Glass ceiling

Instead of benefiting the customers, fixing of ceiling prices for essential drugs has given domestic pharmaceutical companies and drugs importers great leeway to hike the drug prices. Not surprisingly, the prices of essential drugs have shot up to the ceiling fixed by the government. Even chemists admit that ceilings provide a welcome reprieve for many consumers but also encumber other patients with added financial burden. For instance, before the ceilings, the Indian drug Ciphadroxil 500 mg was sold at the rate of Rs. 6.3 per capsule. Now, the capsules are being sold for as much as Rs. 10 per piece. Likewise, the price of antibiotics Ampicillin and Cloxacillin 500 mg capsules has been fixed at Rs 7.5 from an earlier rate of Rs 3.80.

The price of no drug has been fixed below the ceiling.
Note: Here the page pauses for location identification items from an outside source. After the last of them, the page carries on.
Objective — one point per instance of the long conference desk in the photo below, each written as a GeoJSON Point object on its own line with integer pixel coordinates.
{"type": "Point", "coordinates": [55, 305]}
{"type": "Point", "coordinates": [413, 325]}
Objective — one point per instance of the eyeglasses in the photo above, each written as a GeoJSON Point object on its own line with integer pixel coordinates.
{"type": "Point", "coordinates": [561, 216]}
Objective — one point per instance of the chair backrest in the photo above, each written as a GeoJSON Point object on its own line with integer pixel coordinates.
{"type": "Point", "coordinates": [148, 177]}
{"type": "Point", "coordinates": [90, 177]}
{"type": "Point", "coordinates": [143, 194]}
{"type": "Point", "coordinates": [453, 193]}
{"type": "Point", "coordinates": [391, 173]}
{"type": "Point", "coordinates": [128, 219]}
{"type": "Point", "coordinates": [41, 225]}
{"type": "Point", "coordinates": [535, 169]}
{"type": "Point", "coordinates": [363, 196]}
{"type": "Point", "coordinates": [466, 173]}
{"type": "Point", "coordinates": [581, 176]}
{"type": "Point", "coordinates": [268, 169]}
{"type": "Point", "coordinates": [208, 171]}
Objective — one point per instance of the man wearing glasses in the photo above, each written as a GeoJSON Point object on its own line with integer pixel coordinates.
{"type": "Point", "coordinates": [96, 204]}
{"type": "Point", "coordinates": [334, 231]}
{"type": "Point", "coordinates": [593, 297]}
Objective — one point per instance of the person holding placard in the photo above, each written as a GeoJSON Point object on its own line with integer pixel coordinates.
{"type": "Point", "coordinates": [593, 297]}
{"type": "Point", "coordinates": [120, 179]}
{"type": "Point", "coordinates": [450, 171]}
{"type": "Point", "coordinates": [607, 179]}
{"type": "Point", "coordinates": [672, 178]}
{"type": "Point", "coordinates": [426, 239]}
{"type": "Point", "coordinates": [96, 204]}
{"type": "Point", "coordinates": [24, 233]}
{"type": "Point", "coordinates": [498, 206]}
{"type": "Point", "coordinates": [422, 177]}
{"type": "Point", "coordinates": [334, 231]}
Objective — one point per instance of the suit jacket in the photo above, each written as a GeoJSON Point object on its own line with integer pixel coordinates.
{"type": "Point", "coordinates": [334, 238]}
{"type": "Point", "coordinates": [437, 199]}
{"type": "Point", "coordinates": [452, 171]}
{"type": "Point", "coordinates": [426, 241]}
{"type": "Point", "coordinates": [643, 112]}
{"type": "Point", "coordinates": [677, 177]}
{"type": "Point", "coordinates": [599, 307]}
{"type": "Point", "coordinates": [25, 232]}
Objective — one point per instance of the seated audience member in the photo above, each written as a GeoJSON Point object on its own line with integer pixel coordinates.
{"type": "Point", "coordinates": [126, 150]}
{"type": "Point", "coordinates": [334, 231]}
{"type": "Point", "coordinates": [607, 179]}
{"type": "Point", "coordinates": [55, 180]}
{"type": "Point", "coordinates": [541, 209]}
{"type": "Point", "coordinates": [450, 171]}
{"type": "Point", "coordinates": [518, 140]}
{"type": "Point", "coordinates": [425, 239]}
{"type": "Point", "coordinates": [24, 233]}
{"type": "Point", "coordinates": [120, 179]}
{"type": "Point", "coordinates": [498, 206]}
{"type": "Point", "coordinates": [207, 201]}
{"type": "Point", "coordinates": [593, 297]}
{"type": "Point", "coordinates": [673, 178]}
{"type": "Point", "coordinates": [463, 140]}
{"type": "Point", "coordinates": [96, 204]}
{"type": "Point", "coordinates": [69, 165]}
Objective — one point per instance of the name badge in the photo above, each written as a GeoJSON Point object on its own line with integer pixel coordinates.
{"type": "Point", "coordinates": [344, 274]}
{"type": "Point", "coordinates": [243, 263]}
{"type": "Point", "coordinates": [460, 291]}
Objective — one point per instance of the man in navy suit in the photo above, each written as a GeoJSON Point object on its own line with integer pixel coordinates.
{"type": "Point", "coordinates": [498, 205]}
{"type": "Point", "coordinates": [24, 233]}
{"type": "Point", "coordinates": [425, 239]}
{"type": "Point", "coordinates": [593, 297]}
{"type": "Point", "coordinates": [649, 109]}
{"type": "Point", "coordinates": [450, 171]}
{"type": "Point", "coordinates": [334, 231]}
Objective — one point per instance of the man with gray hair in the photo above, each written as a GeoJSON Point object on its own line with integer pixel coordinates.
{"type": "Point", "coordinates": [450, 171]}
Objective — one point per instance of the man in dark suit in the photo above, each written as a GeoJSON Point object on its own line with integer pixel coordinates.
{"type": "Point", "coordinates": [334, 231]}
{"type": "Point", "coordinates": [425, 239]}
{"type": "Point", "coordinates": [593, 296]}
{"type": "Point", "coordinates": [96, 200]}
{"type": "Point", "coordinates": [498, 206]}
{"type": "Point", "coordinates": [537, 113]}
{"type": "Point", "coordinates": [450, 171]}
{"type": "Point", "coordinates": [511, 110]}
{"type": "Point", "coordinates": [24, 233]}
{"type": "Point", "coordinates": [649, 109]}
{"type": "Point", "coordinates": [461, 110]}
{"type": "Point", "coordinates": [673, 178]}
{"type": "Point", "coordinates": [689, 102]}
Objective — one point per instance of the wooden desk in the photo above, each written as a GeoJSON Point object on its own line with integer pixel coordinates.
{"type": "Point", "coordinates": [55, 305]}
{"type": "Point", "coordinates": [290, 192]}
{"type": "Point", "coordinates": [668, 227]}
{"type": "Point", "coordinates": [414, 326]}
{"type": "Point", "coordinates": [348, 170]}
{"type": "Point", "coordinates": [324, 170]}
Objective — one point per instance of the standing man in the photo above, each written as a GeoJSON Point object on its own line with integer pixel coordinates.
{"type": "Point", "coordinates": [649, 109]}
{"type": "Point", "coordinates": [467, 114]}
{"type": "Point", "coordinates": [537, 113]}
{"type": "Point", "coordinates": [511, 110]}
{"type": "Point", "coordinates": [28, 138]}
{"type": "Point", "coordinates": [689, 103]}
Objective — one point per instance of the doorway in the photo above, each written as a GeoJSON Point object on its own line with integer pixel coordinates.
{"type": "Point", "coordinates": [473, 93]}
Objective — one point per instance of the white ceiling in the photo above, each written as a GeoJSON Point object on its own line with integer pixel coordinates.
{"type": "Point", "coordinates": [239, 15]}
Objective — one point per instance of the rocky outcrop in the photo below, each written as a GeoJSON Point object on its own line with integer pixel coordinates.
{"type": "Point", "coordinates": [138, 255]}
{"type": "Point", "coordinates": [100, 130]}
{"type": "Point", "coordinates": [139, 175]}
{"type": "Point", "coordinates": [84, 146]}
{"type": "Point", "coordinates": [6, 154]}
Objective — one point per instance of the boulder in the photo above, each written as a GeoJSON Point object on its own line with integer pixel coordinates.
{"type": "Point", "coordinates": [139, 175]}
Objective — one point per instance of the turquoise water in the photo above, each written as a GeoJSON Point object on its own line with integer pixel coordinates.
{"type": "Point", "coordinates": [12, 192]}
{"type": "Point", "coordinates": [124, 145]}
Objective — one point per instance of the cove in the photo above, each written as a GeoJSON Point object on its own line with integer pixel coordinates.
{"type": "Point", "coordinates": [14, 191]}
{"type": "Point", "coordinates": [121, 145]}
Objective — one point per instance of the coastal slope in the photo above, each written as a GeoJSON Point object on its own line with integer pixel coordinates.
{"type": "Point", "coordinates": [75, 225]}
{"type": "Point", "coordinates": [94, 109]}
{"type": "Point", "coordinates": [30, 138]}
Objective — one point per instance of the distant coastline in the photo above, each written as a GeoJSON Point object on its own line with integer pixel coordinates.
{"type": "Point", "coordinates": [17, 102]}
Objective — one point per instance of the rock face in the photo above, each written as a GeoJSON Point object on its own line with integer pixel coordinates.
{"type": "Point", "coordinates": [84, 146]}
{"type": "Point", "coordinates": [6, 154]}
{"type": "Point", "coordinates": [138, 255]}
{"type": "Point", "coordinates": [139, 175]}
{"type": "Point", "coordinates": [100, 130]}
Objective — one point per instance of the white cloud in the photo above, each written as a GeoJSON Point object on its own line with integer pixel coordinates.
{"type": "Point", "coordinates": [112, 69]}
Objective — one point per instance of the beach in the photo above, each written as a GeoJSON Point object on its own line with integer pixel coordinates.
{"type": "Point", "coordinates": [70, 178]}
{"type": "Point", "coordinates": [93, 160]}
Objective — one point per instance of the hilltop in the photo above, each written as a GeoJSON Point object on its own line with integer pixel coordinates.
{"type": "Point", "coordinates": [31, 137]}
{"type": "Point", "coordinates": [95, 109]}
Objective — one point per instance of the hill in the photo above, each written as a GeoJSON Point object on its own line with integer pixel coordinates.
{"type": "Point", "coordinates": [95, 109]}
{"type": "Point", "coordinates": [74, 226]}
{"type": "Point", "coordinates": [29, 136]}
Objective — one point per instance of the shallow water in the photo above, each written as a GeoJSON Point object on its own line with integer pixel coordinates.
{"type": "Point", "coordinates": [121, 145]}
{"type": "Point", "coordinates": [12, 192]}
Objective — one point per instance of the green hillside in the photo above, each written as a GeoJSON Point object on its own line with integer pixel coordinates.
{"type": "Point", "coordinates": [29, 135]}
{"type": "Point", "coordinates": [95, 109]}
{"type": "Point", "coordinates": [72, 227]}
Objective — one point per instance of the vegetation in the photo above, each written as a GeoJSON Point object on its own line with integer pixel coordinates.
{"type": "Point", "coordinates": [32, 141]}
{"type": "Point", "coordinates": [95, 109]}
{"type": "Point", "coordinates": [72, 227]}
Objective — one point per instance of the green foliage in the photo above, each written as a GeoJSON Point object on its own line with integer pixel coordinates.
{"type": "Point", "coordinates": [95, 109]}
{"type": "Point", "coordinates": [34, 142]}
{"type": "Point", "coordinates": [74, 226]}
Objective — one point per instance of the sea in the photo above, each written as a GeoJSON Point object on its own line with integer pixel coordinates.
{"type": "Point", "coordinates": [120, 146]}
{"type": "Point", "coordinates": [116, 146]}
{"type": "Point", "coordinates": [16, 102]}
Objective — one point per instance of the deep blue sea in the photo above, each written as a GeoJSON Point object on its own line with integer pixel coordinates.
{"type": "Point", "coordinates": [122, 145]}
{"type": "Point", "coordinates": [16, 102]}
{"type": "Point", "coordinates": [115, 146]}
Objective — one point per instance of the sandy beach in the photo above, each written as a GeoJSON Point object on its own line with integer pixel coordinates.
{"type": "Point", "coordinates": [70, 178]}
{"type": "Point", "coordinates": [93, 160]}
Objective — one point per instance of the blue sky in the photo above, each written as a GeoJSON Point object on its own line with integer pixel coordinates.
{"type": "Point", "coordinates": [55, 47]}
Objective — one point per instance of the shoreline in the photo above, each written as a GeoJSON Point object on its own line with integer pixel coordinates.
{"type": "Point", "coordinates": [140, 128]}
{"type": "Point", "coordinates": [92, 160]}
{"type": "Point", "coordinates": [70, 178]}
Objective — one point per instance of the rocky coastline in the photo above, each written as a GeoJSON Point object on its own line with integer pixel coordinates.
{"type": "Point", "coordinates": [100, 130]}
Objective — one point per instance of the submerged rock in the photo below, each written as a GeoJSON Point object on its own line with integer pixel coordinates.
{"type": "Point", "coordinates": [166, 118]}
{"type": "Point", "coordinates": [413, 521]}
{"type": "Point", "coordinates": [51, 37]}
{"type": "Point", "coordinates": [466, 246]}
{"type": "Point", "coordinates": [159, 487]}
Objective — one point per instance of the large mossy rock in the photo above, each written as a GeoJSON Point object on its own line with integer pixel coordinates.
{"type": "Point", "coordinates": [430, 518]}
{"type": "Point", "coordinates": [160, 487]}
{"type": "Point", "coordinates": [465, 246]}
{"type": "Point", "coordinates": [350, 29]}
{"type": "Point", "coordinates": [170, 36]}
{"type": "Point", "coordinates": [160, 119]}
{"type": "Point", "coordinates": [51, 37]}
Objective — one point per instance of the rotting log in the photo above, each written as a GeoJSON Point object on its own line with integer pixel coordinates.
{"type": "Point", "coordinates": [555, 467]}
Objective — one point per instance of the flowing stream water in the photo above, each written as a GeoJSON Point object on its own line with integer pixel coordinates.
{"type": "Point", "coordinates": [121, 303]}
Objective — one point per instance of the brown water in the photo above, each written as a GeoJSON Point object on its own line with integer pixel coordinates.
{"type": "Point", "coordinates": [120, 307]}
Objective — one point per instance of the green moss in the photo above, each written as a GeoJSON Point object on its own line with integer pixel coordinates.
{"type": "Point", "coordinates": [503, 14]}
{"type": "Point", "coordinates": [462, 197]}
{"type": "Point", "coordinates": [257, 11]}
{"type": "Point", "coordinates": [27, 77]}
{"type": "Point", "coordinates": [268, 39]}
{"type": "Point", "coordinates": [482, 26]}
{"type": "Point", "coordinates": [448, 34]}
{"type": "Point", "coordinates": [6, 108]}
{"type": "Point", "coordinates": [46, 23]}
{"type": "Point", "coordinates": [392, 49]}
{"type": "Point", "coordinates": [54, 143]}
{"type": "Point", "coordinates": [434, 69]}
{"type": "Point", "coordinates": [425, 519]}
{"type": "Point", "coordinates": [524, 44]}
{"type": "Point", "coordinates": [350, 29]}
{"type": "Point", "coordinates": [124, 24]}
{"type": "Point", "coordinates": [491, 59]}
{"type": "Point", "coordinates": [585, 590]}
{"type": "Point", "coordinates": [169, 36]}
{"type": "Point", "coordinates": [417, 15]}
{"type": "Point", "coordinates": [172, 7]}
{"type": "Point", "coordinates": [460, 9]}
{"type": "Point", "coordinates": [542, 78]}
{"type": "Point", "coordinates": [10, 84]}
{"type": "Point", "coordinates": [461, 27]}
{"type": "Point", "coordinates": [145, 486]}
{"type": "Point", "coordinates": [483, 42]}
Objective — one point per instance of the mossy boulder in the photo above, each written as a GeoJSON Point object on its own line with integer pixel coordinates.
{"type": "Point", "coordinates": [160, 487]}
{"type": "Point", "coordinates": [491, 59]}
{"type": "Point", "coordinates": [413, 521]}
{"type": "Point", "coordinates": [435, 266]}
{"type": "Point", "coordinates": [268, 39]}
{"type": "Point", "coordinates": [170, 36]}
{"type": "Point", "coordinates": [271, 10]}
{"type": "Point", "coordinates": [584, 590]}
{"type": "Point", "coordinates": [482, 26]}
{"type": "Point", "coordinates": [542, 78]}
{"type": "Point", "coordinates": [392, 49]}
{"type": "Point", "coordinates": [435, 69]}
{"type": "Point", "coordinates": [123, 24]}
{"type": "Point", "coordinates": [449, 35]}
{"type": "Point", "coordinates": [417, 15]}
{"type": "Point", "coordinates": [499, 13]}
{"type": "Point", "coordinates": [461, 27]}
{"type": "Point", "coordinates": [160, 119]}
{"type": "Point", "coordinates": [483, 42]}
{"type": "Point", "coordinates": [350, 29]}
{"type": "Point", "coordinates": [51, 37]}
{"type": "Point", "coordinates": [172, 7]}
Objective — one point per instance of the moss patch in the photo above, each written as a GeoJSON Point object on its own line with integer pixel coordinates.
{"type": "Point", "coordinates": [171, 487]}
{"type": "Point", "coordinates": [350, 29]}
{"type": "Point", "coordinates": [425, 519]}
The Department of Drug Administration (DDA) appears incapable of regulating drug prices.

If the government is unable to exercise a close control, there can be no justification for fixing maximum prices. DDA, for its part, complains of an acute shortage of manpower. But isn’t a government-run agency like Department of Drug Administration indulging in sheer hypocrisy by blaming the “government” itself? Isn’t it the concerned government body entrusted with the responsibility of regulating drug market prices? Both the DDA and the government need to wake up if the ceilings are to have their desired effect.